OR: Annotated[float | None, Field(default=None, title='Odds Ratio', description='Author-reported effect sizes can be supplied to the Catalog. If no other effect_weight is given the weight is calculated using the log(OR) or log(HR).')]¶

allelefrequency_effect: Annotated[float | None, Field(default=None, title='Effect Allele Frequency', description='Reported effect allele frequency, if the associated locus is a haplotype then haplotype frequency will be extracted.', ge=0)]¶

chr_name: Annotated[str | None, Field(default=None, title='Location - Chromosome ', description='Chromosome name/number associated with the variant.', coerce_numbers_to_str=True)]¶

chr_position: Annotated[int | None, Field(default=None, title='Location within the Chromosome', description='Chromosomal position associated with the variant.', gt=0)]¶

complex_columns: ClassVar[tuple[str, str, str]] = ('is_haplotype', 'is_diplotype', 'is_interaction')¶

dosage_0_weight: Annotated[str | None, Field(default=None, title='Effect weight with 0 copy of the effect allele', description='Weights that are specific to different dosages of the effect_allele (e.g. {0, 1, 2} copies) can also be reported when the the contribution of the variants to the score is not encoded as additive, dominant, or recessive. In this case three columns are added corresponding to which variant weight should be applied for each dosage, where the column name is formated as dosage_#_weight where the # sign indicates the number of effect_allele copies.', coerce_numbers_to_str=True)]¶

dosage_1_weight: Annotated[str | None, Field(default=None, title='Effect weight with 1 copy of the effect allele', description='Weights that are specific to different dosages of the effect_allele (e.g. {0, 1, 2} copies) can also be reported when the the contribution of the variants to the score is not encoded as additive, dominant, or recessive. In this case three columns are added corresponding to which variant weight should be applied for each dosage, where the column name is formated as dosage_#_weight where the # sign indicates the number of effect_allele copies.', coerce_numbers_to_str=True)]¶

dosage_2_weight: Annotated[str | None, Field(default=None, title='Effect weight with 2 copies of the effect allele', description='Weights that are specific to different dosages of the effect_allele (e.g. {0, 1, 2} copies) can also be reported when the the contribution of the variants to the score is not encoded as additive, dominant, or recessive. In this case three columns are added corresponding to which variant weight should be applied for each dosage, where the column name is formated as dosage_#_weight where the # sign indicates the number of effect_allele copies.', coerce_numbers_to_str=True)]¶

effect_allele: Annotated[Allele | None, Field(default=None, title='Effect Allele', description="The allele that's dosage is counted (e.g. {0, 1, 2}) and multiplied by the variant's weight (effect_weight) when calculating score.
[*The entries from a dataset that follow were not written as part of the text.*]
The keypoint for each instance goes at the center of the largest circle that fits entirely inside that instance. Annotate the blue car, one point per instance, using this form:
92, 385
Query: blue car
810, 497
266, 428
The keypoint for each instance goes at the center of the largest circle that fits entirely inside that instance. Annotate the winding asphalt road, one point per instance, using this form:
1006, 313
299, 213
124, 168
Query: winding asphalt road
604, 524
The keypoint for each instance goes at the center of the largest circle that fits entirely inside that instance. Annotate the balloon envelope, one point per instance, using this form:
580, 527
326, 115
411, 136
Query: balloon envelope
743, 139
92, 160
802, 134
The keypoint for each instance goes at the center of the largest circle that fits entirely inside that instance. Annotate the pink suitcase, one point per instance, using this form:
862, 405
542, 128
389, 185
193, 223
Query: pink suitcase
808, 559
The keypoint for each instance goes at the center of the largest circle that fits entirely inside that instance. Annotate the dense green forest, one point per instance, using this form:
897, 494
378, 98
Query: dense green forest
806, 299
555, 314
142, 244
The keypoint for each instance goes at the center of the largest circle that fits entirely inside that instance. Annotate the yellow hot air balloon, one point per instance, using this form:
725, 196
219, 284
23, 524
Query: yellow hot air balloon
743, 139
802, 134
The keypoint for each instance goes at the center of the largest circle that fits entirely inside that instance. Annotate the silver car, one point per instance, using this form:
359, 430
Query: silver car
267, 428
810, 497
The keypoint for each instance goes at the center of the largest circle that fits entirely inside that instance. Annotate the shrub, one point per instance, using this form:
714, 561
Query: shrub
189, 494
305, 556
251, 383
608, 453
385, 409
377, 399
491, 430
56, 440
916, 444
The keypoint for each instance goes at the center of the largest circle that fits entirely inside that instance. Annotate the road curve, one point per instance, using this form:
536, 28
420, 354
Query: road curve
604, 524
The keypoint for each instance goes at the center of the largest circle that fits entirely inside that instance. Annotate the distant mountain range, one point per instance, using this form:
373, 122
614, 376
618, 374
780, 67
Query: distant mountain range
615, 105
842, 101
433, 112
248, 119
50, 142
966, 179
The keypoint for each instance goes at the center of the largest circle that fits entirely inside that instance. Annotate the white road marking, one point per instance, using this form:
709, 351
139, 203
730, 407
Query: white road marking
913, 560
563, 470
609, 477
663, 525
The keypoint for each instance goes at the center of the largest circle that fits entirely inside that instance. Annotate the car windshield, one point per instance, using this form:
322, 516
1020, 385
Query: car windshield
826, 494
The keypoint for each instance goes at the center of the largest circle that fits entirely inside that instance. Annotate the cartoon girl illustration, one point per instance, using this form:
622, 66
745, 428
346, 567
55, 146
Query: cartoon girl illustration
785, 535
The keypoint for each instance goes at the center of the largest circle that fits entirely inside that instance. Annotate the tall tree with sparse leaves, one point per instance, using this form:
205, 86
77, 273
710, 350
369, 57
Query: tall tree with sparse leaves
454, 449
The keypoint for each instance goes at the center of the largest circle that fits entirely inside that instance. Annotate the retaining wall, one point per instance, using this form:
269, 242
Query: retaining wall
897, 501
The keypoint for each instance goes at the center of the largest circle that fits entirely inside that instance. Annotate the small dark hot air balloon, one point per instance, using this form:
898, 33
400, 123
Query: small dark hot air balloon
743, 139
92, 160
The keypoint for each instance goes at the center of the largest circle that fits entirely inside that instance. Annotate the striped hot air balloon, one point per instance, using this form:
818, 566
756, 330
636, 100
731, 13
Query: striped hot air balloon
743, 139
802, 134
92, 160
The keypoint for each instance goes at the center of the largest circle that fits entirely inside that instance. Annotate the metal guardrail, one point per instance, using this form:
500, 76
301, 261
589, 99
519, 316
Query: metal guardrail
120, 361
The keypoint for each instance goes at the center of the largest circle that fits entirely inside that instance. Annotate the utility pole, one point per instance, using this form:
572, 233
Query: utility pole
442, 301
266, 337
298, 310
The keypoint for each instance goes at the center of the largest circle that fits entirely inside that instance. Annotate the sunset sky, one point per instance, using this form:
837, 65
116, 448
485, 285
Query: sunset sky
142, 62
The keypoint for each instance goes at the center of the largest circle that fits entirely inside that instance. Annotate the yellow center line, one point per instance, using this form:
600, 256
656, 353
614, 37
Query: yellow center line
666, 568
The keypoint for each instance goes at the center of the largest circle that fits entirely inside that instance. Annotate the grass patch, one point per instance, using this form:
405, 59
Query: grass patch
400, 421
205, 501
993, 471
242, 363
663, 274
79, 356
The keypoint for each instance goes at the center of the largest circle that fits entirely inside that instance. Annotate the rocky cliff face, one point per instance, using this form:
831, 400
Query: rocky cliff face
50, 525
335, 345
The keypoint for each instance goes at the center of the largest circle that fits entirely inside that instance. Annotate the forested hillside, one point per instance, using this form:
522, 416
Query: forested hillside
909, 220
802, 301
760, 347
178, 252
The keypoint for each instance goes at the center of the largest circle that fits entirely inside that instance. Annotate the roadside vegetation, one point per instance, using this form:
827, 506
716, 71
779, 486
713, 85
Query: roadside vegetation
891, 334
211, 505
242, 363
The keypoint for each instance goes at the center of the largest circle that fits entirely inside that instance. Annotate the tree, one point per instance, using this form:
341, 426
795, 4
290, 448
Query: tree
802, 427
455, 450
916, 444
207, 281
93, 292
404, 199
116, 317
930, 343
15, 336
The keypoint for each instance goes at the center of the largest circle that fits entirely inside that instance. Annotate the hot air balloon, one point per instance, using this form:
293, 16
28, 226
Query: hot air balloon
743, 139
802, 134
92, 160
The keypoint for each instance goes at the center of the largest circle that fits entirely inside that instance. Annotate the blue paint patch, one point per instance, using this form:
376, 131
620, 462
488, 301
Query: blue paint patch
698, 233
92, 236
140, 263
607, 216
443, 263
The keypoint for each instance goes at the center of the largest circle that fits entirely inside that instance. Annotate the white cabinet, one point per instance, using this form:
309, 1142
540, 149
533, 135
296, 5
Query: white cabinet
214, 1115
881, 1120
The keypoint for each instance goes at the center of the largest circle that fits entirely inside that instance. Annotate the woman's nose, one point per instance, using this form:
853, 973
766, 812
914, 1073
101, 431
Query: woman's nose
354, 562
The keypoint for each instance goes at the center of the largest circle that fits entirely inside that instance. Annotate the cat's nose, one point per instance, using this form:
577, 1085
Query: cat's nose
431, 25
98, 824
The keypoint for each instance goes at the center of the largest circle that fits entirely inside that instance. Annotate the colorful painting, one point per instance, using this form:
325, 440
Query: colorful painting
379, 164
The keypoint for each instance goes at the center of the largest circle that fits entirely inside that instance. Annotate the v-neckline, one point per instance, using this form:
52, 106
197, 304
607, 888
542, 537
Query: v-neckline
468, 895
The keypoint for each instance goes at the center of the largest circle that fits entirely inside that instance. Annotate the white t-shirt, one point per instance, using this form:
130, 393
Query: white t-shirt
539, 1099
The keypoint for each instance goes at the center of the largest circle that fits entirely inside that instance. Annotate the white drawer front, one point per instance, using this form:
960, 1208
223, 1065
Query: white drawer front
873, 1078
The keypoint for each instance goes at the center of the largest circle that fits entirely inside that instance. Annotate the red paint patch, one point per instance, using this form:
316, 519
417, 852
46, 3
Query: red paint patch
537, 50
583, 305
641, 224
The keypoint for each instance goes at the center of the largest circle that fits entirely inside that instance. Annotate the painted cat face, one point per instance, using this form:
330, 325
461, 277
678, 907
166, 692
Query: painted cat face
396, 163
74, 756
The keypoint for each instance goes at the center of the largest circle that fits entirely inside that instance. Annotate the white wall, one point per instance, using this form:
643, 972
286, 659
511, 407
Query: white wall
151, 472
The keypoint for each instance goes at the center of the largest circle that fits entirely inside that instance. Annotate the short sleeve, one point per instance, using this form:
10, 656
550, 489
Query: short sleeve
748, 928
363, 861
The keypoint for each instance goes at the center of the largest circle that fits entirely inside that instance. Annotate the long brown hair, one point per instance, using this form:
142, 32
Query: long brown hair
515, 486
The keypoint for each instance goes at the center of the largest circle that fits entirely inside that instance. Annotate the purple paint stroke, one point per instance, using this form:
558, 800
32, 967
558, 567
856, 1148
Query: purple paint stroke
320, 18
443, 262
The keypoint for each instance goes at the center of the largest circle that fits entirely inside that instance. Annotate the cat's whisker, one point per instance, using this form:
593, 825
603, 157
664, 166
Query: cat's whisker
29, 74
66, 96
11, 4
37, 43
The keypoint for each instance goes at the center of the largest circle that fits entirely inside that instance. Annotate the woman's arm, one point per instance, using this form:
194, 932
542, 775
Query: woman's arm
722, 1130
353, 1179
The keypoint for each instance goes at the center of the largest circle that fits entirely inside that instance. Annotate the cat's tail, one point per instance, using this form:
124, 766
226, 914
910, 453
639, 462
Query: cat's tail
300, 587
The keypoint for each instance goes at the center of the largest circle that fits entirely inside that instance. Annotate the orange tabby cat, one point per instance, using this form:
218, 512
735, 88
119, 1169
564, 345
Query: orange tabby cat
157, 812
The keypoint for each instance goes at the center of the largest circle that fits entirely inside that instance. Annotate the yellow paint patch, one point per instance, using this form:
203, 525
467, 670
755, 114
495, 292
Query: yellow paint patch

The effect allele is also known as the 'risk allele'. Note: this does not necessarily need to correspond to the minor allele/alternative allele.")]¶

property effect_type: pgscatalog.core.lib.effecttype.EffectType¶

effect_weight: Annotated[str | None, Field(default=None, title='Variant Weight', description='Value of the effect that is multiplied by the dosage of the effect allele (effect_allele) when calculating the score. Additional information on how the effect_weight was derived is in the weight_type field of the header, and score development method in the metadata downloads.', coerce_numbers_to_str=True)]¶

harmonised_columns: ClassVar[tuple[str, str, str, str]] = ('hm_source', 'hm_rsID', 'hm_chr', 'hm_pos')¶

hm_chr: Annotated[str | None, Field(default=None, title='Harmonized chromosome name', description='Chromosome that the harmonized variant is present on, preferring matches to chromosomes over patches present in later builds.')]¶

hm_inferOtherAllele: Annotated[Allele | None, Field(default=None, title='Harmonized other alleles', description='If only the effect_allele is given we attempt to infer the non-effect/other allele(s) using Ensembl/dbSNP alleles.')]¶

hm_match_chr: Annotated[bool | None, Field(default=None, title='FLAG: matching chromosome name', description='Used for QC. Only provided if the scoring file is being harmonized to the same genome build, and where the chromosome name is provided in the column chr_name.')]¶

hm_match_pos: Annotated[bool | None, Field(default=None, title='FLAG: matching chromosome position', description='Used for QC. Only provided if the scoring file is being harmonized to the same genome build, and where the chromosome name is provided in the column chr_position.')]¶

hm_pos: Annotated[int | None, Field(ge=0, default=None, title='Harmonized chromosome position', description='Chromosomal position (base pair location) where the variant is located, preferring matches to chromosomes over patches present in later builds.')]¶

hm_rsID: Annotated[str | None, Field(default=None, title='Harmonized rsID', description='Current rsID. Differences between this column and the author-reported column (rsID) indicate variant merges and annotation updates from dbSNP.')]¶

hm_source: Annotated[str | None, Field(default=None, title='Provider of the harmonized variant information', description='Data source of the variant position. Options include: ENSEMBL, liftover, author-reported (if being harmonized to the same build).')]¶

imputation_method: Annotated[str | None, Field(default=None, title='Imputation Method', description='This described whether the variant was specifically called with a specific imputation or variant calling method. This is mostly kept to describe HLA-genotyping methods (e.g. flag SNP2HLA, HLA*IMP) that gives alleles that are not referenced by genomic position.')]¶

inclusion_criteria: Annotated[str | None, Field(default=None, title='Score Inclusion Criteria', description='Explanation of when this variant gets included into the PGS (e.g. if it depends on the results from other variants).')]¶

property is_complex: bool¶

is_diplotype: Annotated[bool | None, Field(default=False, title='FLAG: Diplotype', description='This is a TRUE/FALSE variable that flags whether the effect allele is a haplotype/diplotype rather than a single SNP. Constituent SNPs in the haplotype are semi-colon separated.')]¶

is_dominant: Annotated[bool | None, Field(default=False, title='FLAG: Dominant Inheritance Model', description='This is a TRUE/FALSE variable that flags whether the weight should be added to the PGS sum if there is at least 1 copy of the effect allele (e.g. it is a dominant allele).')]¶

is_haplotype: Annotated[bool | None, Field(default=False, title='FLAG: Haplotype', description='This is a TRUE/FALSE variable that flags whether the effect allele is a haplotype/diplotype rather than a single SNP. Constituent SNPs in the haplotype are semi-colon separated.')]¶

property is_harmonised: bool¶

property is_hm_bad: bool¶: Was harmonisation OK?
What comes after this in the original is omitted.